A magma is a set $M$ equipped with a binary operation $* : M \times M \to M$. In abstract algebra we typically begin by studying a special type of magma: groups. Groups satisfy certain additional axioms that "symmetries of things" should satisfy. This is made precise in the sense that for any object $A$ in a category $C$, the invertible morphisms $A \to A$ have a group structure again given by composition. An alternate definition of "group," then, is "one-object category with invertible morphisms," and then the additional axioms satisfied by groups follow from the axioms of a category (which, for now, we will trust as meaningful). Groups therefore come equipped with a natural notion of representation: a representation of a group $G$ (in the loose sense) is just a functor out of $G$. Typical choices of target category include $\text{Set}$ and $\text{Hilb}$.

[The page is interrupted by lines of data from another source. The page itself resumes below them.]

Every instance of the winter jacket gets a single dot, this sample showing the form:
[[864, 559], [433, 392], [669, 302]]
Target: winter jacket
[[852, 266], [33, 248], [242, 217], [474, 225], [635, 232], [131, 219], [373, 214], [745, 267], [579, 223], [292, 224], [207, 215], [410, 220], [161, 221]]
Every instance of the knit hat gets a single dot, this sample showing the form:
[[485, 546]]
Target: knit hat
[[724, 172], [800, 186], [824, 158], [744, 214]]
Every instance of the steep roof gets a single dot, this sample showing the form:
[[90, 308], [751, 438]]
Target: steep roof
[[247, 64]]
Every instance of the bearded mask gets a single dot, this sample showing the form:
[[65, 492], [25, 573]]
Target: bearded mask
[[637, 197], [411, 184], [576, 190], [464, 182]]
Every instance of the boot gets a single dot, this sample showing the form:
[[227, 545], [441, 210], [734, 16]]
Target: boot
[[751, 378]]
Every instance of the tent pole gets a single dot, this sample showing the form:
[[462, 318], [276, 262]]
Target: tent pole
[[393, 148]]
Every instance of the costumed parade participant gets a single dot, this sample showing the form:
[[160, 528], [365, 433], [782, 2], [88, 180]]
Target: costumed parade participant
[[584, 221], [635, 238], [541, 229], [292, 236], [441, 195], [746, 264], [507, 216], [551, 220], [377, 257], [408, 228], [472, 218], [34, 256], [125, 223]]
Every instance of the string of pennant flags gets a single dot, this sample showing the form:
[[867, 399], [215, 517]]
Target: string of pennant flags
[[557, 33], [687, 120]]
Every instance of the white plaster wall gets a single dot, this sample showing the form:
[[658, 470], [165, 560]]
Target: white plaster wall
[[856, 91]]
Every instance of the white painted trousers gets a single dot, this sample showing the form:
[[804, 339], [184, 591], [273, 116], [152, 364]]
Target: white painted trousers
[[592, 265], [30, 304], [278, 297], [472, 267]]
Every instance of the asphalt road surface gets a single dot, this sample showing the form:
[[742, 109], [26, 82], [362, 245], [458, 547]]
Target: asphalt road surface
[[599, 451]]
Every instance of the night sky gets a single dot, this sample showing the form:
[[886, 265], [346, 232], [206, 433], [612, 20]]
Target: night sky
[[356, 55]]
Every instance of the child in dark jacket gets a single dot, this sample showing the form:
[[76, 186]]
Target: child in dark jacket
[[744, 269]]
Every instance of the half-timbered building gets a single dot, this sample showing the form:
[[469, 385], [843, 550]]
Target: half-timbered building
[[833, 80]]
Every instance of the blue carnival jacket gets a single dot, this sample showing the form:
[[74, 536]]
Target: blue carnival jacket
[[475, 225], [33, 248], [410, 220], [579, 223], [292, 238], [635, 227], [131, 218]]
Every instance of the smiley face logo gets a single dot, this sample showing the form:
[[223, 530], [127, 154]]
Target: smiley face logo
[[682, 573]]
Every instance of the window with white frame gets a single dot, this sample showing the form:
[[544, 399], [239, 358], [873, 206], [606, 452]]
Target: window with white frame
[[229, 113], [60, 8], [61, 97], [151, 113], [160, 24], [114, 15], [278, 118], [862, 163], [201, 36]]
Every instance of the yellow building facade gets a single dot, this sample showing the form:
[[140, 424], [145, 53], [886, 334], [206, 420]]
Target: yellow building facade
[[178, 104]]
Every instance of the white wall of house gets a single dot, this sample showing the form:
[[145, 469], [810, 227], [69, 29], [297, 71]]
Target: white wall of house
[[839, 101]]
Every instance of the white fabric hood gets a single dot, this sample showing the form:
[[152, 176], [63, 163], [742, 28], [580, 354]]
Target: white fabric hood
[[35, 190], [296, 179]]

It seems to me, however, that magmas (and their cousins, such as non-associative algebras) don't naturally admit the same interpretation; when you throw away associativity, you lose the connection to composition of functions. One can think about the above examples as follows: there is a category of groups, and to study the group $G$ we like to study the functor $\text{Hom}(G, -)$, and to study this functor we like to plug in either the groups $S_n$ or the groups $GL_n(\mathbb{C})$, etc. on the right, as these are "natural" to look at. But in the category of magmas I don't have a clue what the "natural" examples are.
Question 1: Do magmas and related objects like non-associative algebras have a "natural" notion of "representation"?
It's not entirely clear to me what "natural" should mean. One property I might like such a notion to have is an analogue of Cayley's theorem.
For certain special classes of non-associative object there is sometimes a notion of "natural": for example, among not-necessarily-associative algebras we may single out Lie algebras, and those have a "natural" notion of representation because we want the map from Lie groups to Lie algebras to be functorial. But this is a very special consideration; I don't know what it is possible to say in general.
(If you can think of better tags, feel free to retag.)
Edit: Here is maybe a more focused version of the question.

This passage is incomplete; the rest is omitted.